We can get the fluid density from: www.sengpielaudio.com/calculator-airpressure.htm 

There are other places on the internet to get other fluid densities. So, for air at sea level at 15C we have a density of 1.23 kg/m3.

There's a handy calculator to convert RPM to radians / second (angular velocity in SI) at:
http://www.processassociates.com/process/convert/cf_vea.htm  (yes, I'm lazy.)

So, 10000 RPM is 1047 rad/s

And lastly we convert 10" and 3" (where our inner exhaust/fluid entrance is in the disk pack) to meters:
10" = 0.254m
3" = 0.0762m

So, our formula becomes:

P2 - P1 = (1.23 * 1047 ^ 2) / 2 * (0.254 ^ 2 - 0.0762 ^ 2)
P2 - P1 = 674168 * 0.0587
P2 - P1 = 39573 Pa

So we have a pressure change of about 39kPa, which is 5.6psi.

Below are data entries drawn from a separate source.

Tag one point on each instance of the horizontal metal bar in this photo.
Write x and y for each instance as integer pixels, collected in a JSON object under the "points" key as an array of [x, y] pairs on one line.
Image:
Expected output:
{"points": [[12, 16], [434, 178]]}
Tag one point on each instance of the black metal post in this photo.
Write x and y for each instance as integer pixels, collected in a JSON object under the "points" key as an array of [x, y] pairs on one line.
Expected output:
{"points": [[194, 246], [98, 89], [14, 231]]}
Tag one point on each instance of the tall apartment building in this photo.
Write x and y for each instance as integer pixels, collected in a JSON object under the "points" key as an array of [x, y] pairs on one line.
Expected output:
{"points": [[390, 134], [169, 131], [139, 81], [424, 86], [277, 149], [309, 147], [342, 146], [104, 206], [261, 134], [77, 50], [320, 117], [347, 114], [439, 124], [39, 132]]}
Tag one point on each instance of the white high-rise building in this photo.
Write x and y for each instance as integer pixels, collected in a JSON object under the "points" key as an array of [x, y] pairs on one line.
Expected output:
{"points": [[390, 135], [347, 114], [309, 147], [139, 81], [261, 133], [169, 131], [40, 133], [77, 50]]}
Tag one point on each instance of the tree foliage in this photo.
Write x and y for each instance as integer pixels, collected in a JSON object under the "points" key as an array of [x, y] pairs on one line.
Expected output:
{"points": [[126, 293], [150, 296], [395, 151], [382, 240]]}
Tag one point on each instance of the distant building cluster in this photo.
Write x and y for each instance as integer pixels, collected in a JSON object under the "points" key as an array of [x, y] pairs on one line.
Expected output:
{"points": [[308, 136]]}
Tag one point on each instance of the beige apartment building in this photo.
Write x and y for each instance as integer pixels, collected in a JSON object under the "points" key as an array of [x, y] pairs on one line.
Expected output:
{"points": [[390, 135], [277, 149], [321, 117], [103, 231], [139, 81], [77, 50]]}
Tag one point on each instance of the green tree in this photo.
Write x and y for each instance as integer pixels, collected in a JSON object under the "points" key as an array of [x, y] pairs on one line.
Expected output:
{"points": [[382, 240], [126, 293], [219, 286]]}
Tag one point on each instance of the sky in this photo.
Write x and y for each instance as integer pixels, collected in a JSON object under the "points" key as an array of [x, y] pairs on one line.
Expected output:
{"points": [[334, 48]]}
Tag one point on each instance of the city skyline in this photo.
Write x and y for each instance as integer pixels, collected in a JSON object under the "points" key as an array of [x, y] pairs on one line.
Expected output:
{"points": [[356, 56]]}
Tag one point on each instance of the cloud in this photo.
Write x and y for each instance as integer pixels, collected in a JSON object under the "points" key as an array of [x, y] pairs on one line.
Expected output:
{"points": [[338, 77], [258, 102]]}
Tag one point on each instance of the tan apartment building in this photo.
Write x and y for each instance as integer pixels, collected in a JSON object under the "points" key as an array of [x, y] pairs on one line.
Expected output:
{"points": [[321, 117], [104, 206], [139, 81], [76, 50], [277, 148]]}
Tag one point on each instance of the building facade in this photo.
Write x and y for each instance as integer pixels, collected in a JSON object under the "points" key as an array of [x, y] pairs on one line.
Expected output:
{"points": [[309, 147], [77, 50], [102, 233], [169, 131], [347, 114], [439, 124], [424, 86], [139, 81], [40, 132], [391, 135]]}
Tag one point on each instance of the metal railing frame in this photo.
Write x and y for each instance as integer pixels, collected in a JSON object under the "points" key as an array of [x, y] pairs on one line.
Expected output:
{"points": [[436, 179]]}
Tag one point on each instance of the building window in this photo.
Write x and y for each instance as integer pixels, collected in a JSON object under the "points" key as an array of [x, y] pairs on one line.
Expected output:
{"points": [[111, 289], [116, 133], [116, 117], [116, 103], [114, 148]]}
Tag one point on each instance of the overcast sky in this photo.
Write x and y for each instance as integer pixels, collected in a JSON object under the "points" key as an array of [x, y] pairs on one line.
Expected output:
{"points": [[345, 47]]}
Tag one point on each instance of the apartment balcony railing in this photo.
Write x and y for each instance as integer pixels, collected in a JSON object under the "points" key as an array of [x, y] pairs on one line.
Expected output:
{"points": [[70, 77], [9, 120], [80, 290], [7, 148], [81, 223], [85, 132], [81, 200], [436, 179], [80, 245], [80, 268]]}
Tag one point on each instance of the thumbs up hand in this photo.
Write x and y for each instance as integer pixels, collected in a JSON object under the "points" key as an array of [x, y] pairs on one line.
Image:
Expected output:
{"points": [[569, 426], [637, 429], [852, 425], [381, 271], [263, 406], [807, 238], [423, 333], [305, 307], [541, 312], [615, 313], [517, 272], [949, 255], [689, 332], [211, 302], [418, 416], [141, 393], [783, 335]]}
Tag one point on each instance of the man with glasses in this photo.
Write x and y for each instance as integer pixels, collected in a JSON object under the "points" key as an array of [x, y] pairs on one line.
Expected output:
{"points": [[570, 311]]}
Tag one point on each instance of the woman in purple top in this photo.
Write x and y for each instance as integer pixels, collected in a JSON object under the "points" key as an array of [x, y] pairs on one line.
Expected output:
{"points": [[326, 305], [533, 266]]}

If we compare this to the results in Dr. Rice's article in the 1963 "Journal of Engineering for Power" (for verification), we see that he attained an output pressure of 28 in of water at 10,000 rpm with a similar turbine arranged as a blower. This is about 1psi. However he states in his paper that it was a very crude design so I am not too surprised as we are calculating the theoretical maximum. What this tells me is that his compressor was operating at approximately 20% efficiency (and he in fact mentions 20% efficiency relating to another compressor he built).

What it also tells us however, is that putting 100psi into the inlet of a 10" turbine and expecting it to auto regulate is ridiculous. We should be putting roughly 5psi in, probably with high flow. We know that the extra energy added will be dissipated across the disks and be made available as power, so with 5psi it should hover around roughly 10000 rpm (depending on the efficiency) and should auto regulate.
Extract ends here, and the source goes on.